First introduced as the leader of the school’s Dungeons and Dragons club and a heavy metal fan, it’s not surprising that the more popular kids stereotype him as a burnout responsible for Chrissy’s (Grace Van Dien) death. Realizing he’s innocent, however, the gang helps protect Eddie from Jason (Mason Dye) and others before Eddie eventually teams up with Nancy (Natalia Dyer), Steve (Joe Keery), Robin (Maya Hawke) and Dustin (Gaten Matarazzo) and the rest of Hawkins' heroes as they take on Vecna and the Upside Down.
In the finale, sadly, Eddie’s time on the series is cut short when he and Dustin find themselves surrounded by demobats. In an effort to save Dusin -- as well as the others -- Eddie sacrifices himself as he takes on the creatures, fighting back with an epic Metallica guitar solo. The evils of the Upside Down prove to be too powerful, leaving the D&D master dying on the ground.
“I didn’t run this time, right?” Eddie says before succumbing to his injuries. Later, Dustin tells Eddie’s uncle, who continues to proclaim his nephew’s innocence, that he died a hero.

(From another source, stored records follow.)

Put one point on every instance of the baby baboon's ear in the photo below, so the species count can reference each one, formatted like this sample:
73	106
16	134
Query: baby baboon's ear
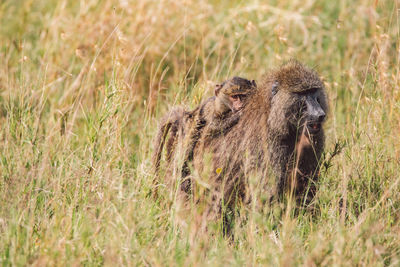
217	88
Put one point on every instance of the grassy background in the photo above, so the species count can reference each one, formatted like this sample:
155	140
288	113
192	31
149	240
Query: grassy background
83	83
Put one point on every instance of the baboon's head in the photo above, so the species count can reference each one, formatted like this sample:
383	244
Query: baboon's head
234	92
297	97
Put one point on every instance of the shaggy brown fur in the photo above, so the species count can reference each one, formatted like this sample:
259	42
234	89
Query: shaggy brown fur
215	112
274	137
219	114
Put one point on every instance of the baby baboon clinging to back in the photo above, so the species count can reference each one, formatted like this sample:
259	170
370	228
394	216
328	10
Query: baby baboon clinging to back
280	141
217	115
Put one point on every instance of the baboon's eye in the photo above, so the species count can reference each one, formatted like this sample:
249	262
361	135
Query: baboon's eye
238	97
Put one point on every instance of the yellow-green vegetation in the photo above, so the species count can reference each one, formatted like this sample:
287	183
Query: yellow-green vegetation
83	83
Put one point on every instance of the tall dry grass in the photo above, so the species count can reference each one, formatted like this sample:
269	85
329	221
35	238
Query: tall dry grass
82	84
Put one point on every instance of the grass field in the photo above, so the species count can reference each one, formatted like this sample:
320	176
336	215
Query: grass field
83	83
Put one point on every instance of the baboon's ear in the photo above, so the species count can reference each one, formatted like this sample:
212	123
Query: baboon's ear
274	88
217	88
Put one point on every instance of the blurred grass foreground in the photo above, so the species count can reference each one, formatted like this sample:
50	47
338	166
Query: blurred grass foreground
83	83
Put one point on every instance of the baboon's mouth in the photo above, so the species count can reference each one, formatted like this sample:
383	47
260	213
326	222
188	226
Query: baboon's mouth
314	127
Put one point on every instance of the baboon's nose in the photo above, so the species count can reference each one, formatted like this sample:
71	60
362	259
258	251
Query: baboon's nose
321	117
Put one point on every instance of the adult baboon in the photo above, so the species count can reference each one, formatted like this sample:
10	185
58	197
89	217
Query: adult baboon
278	138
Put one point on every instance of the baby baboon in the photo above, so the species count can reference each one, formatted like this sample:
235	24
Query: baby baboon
280	140
217	115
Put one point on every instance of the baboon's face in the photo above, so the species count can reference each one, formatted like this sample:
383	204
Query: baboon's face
302	110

While fans were crushed by Eddie’s heroic death, Quinn says it couldn’t have happened any other way. “It feels like the perfect crescendo to this kind of crazy sequence,” he says of the way things played out in the finale. “The inventiveness to come up with that and the bravery to put it in is kind of, it’s well done by the Duffer Brothers.”
Luckily for the actor, he knew how to play the guitar, so when it came to that Metallica moment, Quinn was able to make it look believable on screen. “I’ve played guitar since I was quite young. So, I had the foundations to take most of it,” he shares. “But yeah, it’s great fun. Who wouldn’t wanna kind of be a rockstar for an afternoon?”
As for Dustin’s scene with Eddie’s uncle, Quinn says “it’s so beautiful.”
“I think that they both did that scene so delicately and it was gorgeous,” he says of his co-stars. “The pill that people are kind of finding hard to swallow is the fact that people don’t know that he dies a hero. He dies a villain and I think the kind of tenderness in the fact that Eddie’s uncle knows that he wasn’t that person is very touching.”
Although Quinn’s time on the series is over, he’s come out of it with great experiences and a newfound family. “They’re really nice people, and it was everything that you’d expect,” he said of his new co-stars. “It’s a good thing to go somewhere strange with a bunch of strangers and then leave that place with really dear friends.”